The lowest I've been in recent memories is the 230s and that was the summer I was a counselor at fat camp (2002.) By the end of the summer I might have been 235 but I specifically remember never getting under 230 cause I always just got stuck there. Well, I'm 12 lbs away from beating that and with the help of my band (which is getting filled tomorrow!!!) I will be there in 4-5 weeks. I barely remember what it looks like or feels like to be in the 220s and like I said, I have not been there since I was 14, if that. I'm 26 now, so getting into the 220s will be like zooming back in history 12 years. It'll be like peeling back the layers of body and mind to be back in that place - yet not - because I cannot erase the 12 years of experience and growth that has come along with everything else that's accumulated over time.

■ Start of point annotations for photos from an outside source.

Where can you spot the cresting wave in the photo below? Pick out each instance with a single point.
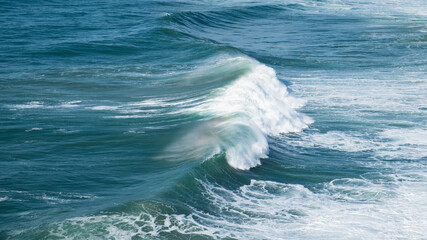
(241, 116)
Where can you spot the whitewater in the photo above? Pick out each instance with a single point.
(213, 120)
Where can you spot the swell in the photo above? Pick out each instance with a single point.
(237, 118)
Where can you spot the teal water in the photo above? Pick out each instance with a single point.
(213, 120)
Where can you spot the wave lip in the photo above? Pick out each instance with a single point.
(250, 108)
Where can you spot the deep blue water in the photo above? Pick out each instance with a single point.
(213, 119)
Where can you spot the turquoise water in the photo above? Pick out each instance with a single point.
(213, 120)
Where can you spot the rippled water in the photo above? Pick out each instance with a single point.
(213, 120)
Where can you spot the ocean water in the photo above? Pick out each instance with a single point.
(184, 119)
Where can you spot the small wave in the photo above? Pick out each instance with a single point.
(390, 144)
(375, 206)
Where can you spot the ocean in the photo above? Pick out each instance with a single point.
(241, 119)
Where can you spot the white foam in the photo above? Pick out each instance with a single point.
(258, 102)
(396, 143)
(70, 104)
(29, 105)
(374, 206)
(33, 129)
(104, 108)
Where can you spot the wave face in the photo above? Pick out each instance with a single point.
(240, 115)
(213, 120)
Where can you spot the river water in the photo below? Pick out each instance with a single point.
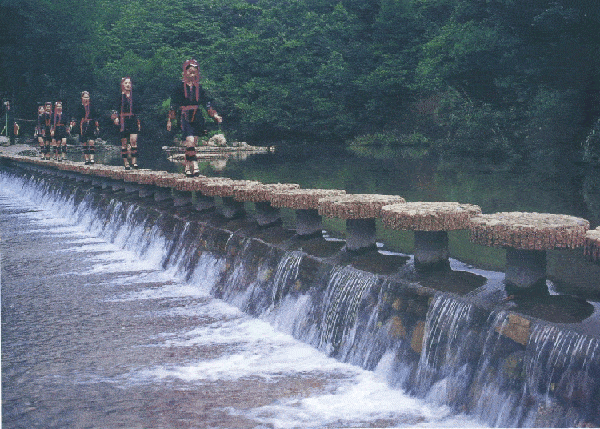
(96, 334)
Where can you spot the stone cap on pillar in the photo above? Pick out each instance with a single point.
(106, 170)
(260, 193)
(528, 231)
(429, 216)
(222, 187)
(142, 177)
(592, 244)
(301, 199)
(167, 180)
(189, 183)
(356, 206)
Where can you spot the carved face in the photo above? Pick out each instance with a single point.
(191, 74)
(126, 85)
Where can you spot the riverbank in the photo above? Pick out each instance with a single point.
(359, 307)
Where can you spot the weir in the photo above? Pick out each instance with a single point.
(452, 336)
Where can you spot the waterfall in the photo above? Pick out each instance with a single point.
(450, 342)
(344, 293)
(498, 366)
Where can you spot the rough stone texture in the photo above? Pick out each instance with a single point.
(529, 231)
(167, 180)
(302, 199)
(220, 187)
(187, 184)
(260, 193)
(429, 216)
(217, 140)
(592, 245)
(142, 177)
(356, 206)
(517, 328)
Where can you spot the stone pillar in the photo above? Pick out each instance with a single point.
(308, 222)
(431, 249)
(231, 208)
(360, 234)
(525, 268)
(162, 194)
(204, 202)
(182, 198)
(266, 214)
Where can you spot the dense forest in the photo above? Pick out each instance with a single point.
(495, 79)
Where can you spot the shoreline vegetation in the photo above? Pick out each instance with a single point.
(500, 81)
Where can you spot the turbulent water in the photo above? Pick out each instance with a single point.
(101, 329)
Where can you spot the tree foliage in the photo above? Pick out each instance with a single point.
(498, 77)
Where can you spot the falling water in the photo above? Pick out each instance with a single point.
(465, 363)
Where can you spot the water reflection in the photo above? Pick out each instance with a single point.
(555, 308)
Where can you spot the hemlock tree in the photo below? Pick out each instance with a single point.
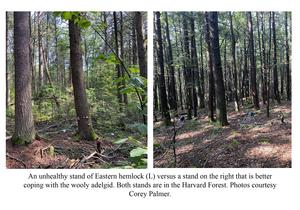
(221, 113)
(162, 83)
(252, 62)
(85, 128)
(24, 125)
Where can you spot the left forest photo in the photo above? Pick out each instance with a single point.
(76, 90)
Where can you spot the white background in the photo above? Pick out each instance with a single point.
(13, 196)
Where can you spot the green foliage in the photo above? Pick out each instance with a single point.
(77, 17)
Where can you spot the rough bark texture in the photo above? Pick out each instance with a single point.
(195, 67)
(172, 81)
(24, 125)
(252, 63)
(162, 84)
(275, 73)
(118, 66)
(85, 128)
(211, 83)
(221, 114)
(235, 87)
(287, 57)
(188, 77)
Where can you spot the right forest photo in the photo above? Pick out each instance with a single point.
(222, 89)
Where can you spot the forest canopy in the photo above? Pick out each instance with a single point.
(220, 70)
(78, 76)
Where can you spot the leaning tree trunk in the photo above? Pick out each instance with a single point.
(188, 77)
(162, 83)
(275, 74)
(172, 89)
(287, 57)
(211, 83)
(235, 93)
(252, 63)
(24, 125)
(221, 112)
(85, 128)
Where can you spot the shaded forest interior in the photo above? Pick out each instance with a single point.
(76, 89)
(222, 89)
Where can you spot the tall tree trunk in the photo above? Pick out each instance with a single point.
(252, 63)
(118, 66)
(125, 98)
(160, 57)
(188, 77)
(263, 95)
(287, 57)
(195, 67)
(221, 114)
(7, 64)
(85, 128)
(264, 58)
(202, 85)
(275, 73)
(172, 87)
(24, 125)
(269, 65)
(40, 43)
(211, 82)
(179, 72)
(235, 93)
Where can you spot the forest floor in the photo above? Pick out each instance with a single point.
(61, 148)
(248, 142)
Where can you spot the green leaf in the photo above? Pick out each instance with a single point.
(120, 141)
(137, 152)
(84, 23)
(67, 15)
(127, 90)
(134, 70)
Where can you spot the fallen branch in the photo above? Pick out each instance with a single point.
(16, 159)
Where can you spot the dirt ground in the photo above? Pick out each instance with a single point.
(248, 142)
(67, 153)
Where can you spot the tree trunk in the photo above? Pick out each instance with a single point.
(188, 77)
(7, 65)
(172, 87)
(211, 82)
(41, 64)
(235, 87)
(287, 57)
(275, 73)
(252, 63)
(221, 114)
(202, 85)
(125, 98)
(162, 85)
(24, 125)
(195, 67)
(85, 128)
(118, 66)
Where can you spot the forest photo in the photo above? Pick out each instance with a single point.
(76, 90)
(222, 89)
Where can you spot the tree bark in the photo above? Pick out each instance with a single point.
(188, 77)
(252, 63)
(211, 82)
(85, 128)
(118, 66)
(172, 87)
(275, 73)
(233, 41)
(162, 85)
(221, 113)
(287, 57)
(24, 125)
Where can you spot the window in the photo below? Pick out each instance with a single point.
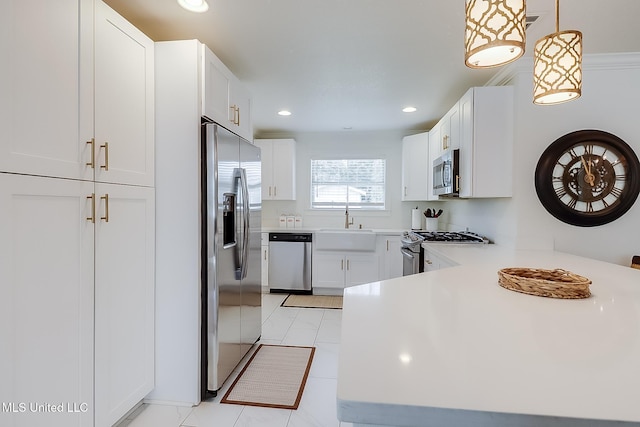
(352, 183)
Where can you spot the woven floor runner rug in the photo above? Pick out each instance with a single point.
(274, 377)
(313, 301)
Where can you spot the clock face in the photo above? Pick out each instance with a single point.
(588, 178)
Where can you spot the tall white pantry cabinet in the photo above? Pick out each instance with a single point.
(77, 214)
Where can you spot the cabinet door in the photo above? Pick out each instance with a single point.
(414, 166)
(46, 82)
(266, 154)
(124, 101)
(284, 169)
(46, 300)
(390, 256)
(328, 270)
(450, 129)
(124, 299)
(240, 108)
(361, 269)
(215, 86)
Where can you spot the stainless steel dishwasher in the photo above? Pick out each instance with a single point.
(290, 262)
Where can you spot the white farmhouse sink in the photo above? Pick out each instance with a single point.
(345, 240)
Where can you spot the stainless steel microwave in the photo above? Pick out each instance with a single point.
(446, 174)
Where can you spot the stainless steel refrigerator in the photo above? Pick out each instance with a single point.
(231, 264)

I wonder what this will do to me, or for me, emotionally. I wonder if 12 pounds from now I will find myself feeling as I did when I was 14. And how far back do I have to go to get to a place where I need to be? To get back to 150 lbs? I might be 10 years old by that time. My goal is to be at 200 6 months post-op, give or take a couple of weeks. Since I don't remember where I was when I hit 200 from the other direction, I can only guess maybe 12? And, here's the scary part... I believe that I have long since solved the emotional issues that led me to use food as a comfort in life back when I was a kid. I undoubtedly did. I most certainly did not get to be this heavy by not abusing food and self medicating with it. But that's not me anymore. It always felt so hopeless to get rid of the weight that I allowed myself to adopt bad eating patterns but I've learned in the past 2 months that I can fully and honestly say that food is just food to me and I don't care about it emotionally anymore. But when I step back in time and reinhabit the body that I had 10 years ago or more, will that change? I don't know why it would but something on a deep emotional level feels like it might. I am prepared that it's a struggle I may have to deal with as I regress.